1. one kind uploads to HDFS method based on the text multi-host parallel of NFS file server, it is characterized in that, choose N number of main frame in HDFS cluster, then select any node as host node, other N-1 node is as from node, on the primary node, the NFS file server that acquisition will be uploaded will upload file under catalogue, for each file, adopt parallel method for uploading, namely in cluster, all machines all participate in uploading, in cluster, the continuous print data block uploading each file 1/N size is responsible for by each main frame, reach the parallel object uploaded, thus raising uploading speed, concrete steps flow process is:

The each node of the N number of node of MainPut program computation data block start-stop to be uploaded byte stream on host node, and start BlockPut program parallelization on N number of node and upload; If first time is run, on each node an executable program BlockPut being installed, being responsible for for uploading this node institute the data block uploaded, then initiate order startup BlockPut program to each from node;

2) on each node, BlockPut program is responsible for data block to be uploaded to upload to HDFS, BlockPut opens a file input stream InputStream to be uploaded, InputStream navigates to banner word throttling, after on HDFS create a unique file, start-stop byte stream is written in HDFS unique file.

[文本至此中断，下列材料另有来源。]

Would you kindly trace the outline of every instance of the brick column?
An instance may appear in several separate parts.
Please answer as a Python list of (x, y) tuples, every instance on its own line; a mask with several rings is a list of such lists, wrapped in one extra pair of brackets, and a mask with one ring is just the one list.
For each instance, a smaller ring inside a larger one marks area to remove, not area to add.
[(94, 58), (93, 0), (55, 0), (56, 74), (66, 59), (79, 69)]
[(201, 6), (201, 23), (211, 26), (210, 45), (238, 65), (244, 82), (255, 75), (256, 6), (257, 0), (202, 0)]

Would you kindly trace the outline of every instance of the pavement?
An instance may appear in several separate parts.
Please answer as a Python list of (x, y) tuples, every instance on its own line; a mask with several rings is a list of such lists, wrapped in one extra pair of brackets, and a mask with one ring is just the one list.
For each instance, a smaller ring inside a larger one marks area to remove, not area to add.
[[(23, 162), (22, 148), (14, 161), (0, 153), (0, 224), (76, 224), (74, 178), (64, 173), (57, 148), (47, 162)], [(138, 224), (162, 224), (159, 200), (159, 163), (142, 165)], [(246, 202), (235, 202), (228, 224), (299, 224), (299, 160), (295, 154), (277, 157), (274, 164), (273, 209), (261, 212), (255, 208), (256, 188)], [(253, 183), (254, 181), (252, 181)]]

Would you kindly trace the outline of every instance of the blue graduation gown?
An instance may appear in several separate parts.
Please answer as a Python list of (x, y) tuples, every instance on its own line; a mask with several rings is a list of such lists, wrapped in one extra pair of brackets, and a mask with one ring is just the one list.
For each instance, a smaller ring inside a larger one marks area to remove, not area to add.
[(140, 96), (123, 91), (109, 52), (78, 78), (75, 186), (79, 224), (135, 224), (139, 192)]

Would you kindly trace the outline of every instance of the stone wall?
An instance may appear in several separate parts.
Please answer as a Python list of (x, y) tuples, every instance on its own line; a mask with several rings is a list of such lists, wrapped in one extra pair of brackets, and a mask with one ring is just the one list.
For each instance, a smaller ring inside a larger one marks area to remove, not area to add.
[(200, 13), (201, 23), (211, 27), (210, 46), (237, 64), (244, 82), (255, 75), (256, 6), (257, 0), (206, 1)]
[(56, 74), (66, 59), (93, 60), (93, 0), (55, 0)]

2. method according to claim 1, is characterized in that acquiescence unified directory catalogue to be uploaded being mounted to N number of node.

3. method according to claim 1, is characterized in that, N is not more than the number clients that NFS file server walks abreast when can to reach maximum bandwidth when reading.